ROANOKE TIMES Copyright (c) 1996, Roanoke Times DATE: Tuesday, August 20, 1996 TAG: 9608200074 SECTION: VIRGINIA PAGE: C-1 EDITION: METRO SOURCE: DAN CASEY STAFF WRITER
The howls of residents and nearby business owners won out over the plans of animal lovers Monday night before Roanoke City Council, which rejected a bid by the Roanoke Valley SPCA to build a state-of-the-art animal shelter in Northeast Roanoke.
Unless council reconsiders its action at its next meeting, the 5-2 vote means the SPCA will have to wait at least a year before applying again to rezone the 4-acre property off Lynn Brae Drive and U.S. 460.
"We'll be back next year," said Lynda McGarry, vice president of the organization, which has been searching for years for a site suitable to replace its flood-prone headquarters on the other side of Orange Avenue. "We may put administrative offices in there now," she added.

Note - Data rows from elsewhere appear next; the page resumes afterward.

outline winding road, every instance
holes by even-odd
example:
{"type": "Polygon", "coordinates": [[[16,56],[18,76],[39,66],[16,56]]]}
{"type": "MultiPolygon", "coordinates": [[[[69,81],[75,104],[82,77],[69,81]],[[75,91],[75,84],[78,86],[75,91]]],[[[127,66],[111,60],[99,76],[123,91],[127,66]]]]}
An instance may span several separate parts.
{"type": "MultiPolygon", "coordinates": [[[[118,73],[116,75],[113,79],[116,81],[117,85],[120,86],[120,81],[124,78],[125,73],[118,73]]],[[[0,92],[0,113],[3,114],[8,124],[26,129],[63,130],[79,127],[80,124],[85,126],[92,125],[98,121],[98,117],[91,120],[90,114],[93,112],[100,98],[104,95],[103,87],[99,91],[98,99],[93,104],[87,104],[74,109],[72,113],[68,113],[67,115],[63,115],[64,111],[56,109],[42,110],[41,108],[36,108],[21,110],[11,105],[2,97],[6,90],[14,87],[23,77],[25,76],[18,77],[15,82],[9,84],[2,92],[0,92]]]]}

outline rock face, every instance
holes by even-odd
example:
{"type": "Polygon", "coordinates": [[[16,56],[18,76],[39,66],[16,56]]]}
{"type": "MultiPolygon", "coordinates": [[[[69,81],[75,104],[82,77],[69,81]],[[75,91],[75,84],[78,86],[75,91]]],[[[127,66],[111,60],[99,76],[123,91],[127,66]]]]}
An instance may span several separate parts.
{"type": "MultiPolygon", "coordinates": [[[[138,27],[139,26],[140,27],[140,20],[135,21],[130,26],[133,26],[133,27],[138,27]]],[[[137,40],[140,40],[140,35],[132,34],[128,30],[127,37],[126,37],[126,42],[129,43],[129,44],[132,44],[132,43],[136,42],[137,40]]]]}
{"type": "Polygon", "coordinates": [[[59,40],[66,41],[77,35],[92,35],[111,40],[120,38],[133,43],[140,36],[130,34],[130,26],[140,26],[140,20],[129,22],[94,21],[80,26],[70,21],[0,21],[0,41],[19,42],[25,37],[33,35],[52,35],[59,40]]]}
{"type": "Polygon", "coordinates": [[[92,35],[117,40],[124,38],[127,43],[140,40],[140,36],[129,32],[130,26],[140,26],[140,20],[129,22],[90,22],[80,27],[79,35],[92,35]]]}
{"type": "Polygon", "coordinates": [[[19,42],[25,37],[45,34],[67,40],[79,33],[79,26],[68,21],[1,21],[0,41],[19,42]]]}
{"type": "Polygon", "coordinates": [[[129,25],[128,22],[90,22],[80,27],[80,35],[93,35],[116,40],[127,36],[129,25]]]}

The property in question, on the north side of 460, is zoned for commercial and light manufacturing. The organization was seeking to have it rezoned to allow for heavy manufacturing, a designation that would allow an animal shelter.
The SPCA has already purchased the property and raised more than two-thirds of the $1 million it needs to build the shelter, which would be entirely indoors and include an animal hospital. Its current shelter, which is in a low-lying area, floods during heavy rains.
After months of delays, the Roanoke Planning Commission held a hearing on the rezoning last month and voted 5-0 against it. Chairman Carolyn Coles said, after that vote, that the commission feared requests for more rezoning would follow.
The SPCA appealed that vote to City Council, and Monday night asked that the issue be referred back to the Planning Commission, a move that would keep the request alive.
But about 25 residents who turned out for the hearing Monday wanted the issue quashed. When it was, they clapped loudly.
Residents feared noise from the facility, although SPCA officials promised it would have noise insulation.
The residents also feared odors, although the SPCA said that most of the inside air would be filtered and recirculated.
And residents said the new shelter would unsuitably be placed near eight restaurants and two grocery stores and be adjacent to a child-care center.
One of the prime concerns was that a dog pound also would move to the new site. SPCA officials would not promise they wouldn't move the pound there.
"The SPCA is an honorable organization, and I'll be the first to say they need to relocate," said Wildwood Civic League President Roy Stroop. "But not to this particular place. ... The SPCA has not promised us - and I don't think they can promise us - that there won't be odor or noise."
Others feared the shelter would dissuade businesses from occupying nearby commercial properties.
Voting to reject the rezoning were Councilmen Jim Trout, Nelson Harris, Carroll Swain, Jack Parrott and William White. Vice Mayor Linda Wyatt wanted to send the issue back to the Planning Commission, and Mayor David Bowers voted with her.
"This matter has been long around, since the middle of December," Parrott said. "I cannot imagine any [other] facts that would make a difference."
In other action, council:
Agreed to spend $50,700 in federal Community Development Block Grant funds on a boxing program serving 50 low-to moderate-income teens and adults. Council also approved $15,000 in general fund expenditures for equipment for the program, sponsored by the Roanoke City Boxing Association. And council authorized a lease agreement with the boxing group for the use of facilities at Victory Stadium.
Approved a "Percent for the Arts" program that would annually fund works of art as part of the city's capital improvement program. A committee of seven persons - four appointed by the city manager, and three appointed by the chairman of the Roanoke Arts Commission - will annually review upcoming capital projects and select at least one as suitable as a site for public art, which would be funded by the city.
Approved a $60,000 contract with Whitescarver, Hurd & Obenchain Inc. for engineering services on a new fire alarm and temperature control system at the Roanoke Civic Center. The system itself is expected to cost more than $500,000.
Approved $175,000 in city funding for the Hotel Roanoke Conference Center Commission. The Virginia Tech Real Estate Foundation has also transferred an identical amount to the commission.